As of the time of my writing, FiveThirtyEight gives Trump a 25% chance of being elected. Their polling aggregates suggest he will win Ohio and the great state of Iowa. It leaves open the possibility to him flipping other swing states in favor of the Republican Party in the month before the election. But how did this happen? Certainly in any functioning democracy, there would be no question as to who voters should elect if only to prevent the alternative. But the caveat is that we do not live in a functioning democracy. The reason that Trump still has a decent chance of winning and was selected in the first place is entirely symptomatic of the structural problems within the Republican party that prevent it from being truly democratic.

Republican politics are still a rich white man’s game. Vested interests in political structures from the local to the national party level are intended to prevent more extreme party elements from making their voices heard, and solidify the technocratic powers-that-be in the cozy status quo. Eventually, however, these fringe elements of the party grow strong, feeding on the racist and reactionary ideology spewed by their chosen candidate. This time, that candidate happened to be Donald J. Trump.

The most extreme right-wing elements of American society — white supremacists, alt-righters, conspiracy theorists and whoever else fits into the so-called “basket of deplorables” loved his “anti-establishment” bonafides and rhetoric and saw him as their avatar in defying the larger party structure. With the reactionary hijacking of the Republican party complete, the years of discontent from suppression exploded into the firestorm of contemporary Republican politics. In spite of the drama at and during the lead-up to the convention, any attempts to stop him ultimately failed.

Though Trump’s success with fringe elements of the Republican Party can be explained, why is he succeeding with the party base? The answer lies in the inherent undemocratic principles of contemporary American politics that isolate us from political discourse. The first problem is a lack of effective opposition to the two-party structure. The dominance of Republicans and Democrats, and the disarray of the Libertarians, Greens and all other third parties, ensures the stagnation of American politics.
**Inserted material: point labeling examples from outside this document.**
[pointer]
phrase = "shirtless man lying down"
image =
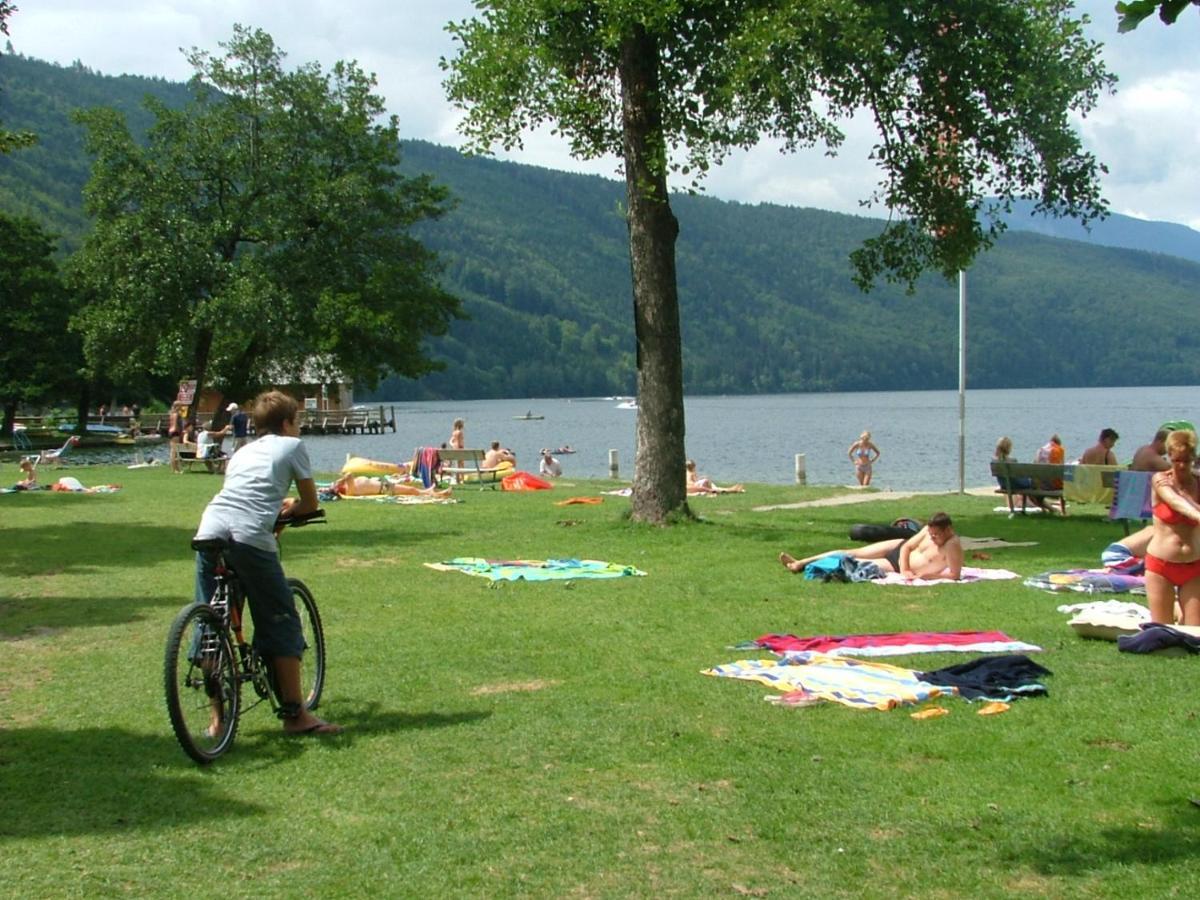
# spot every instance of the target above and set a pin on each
(934, 552)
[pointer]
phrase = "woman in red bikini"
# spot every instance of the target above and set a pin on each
(1173, 558)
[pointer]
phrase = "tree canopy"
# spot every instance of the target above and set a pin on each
(261, 232)
(971, 100)
(35, 357)
(1132, 13)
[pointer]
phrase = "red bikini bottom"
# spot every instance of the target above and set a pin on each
(1179, 574)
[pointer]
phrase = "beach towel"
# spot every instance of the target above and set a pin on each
(897, 643)
(534, 569)
(969, 574)
(850, 682)
(523, 481)
(71, 485)
(1085, 484)
(1089, 581)
(1131, 498)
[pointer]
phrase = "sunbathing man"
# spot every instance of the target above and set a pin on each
(700, 484)
(934, 552)
(365, 486)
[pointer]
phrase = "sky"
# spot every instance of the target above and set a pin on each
(1147, 133)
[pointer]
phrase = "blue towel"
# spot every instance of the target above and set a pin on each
(1131, 495)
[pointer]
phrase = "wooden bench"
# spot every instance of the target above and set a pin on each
(1038, 479)
(185, 454)
(463, 465)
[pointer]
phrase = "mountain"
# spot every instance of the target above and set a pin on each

Because Trump has cast himself as the “true” change candidate, people who are disaffected with the political system flock towards him. Isolation from the political system has bred contempt among American voters that is ultimately expressed in support for Donald Trump’s anti-establishment brand.

Republican politics is a game of competing elites. In their political machinations, they abandoned the blue-collar white voters that were the party’s most loyal supporters. Party luminaries took in vast amounts of money from vested interests with a complete disinterest in the affairs of the party base. In other words, they took the base for granted. As the Republican agenda strayed further from supporting this group, blue-collar white people saw a party hostile to their interests and wanted a candidate who seemed to care about them. In his populist, anti-immigrant, pro-protectionist rhetoric, Donald Trump electrified these abandoned people into his most loyal supporters. In failing vast segments of their voter base in favor of their own profit, party leadership cultivated the ideal environment for the tragic demagoguery of today.

The success of Donald Trump is not a failure of democracy — he is a failure of the undemocratic practices in the current system. The American people have been failed by a political process whose very nature prevents change. In destroying any hopes for an effective opposition and becoming subject to the political games of powerful forces, the American people have been largely removed from their political system. Change is urgent, and I hope inevitable. Democracy is, after all, supposed to be rule by the people. But reading this column can only do so much for you — the real power is in going out and making your voice heard.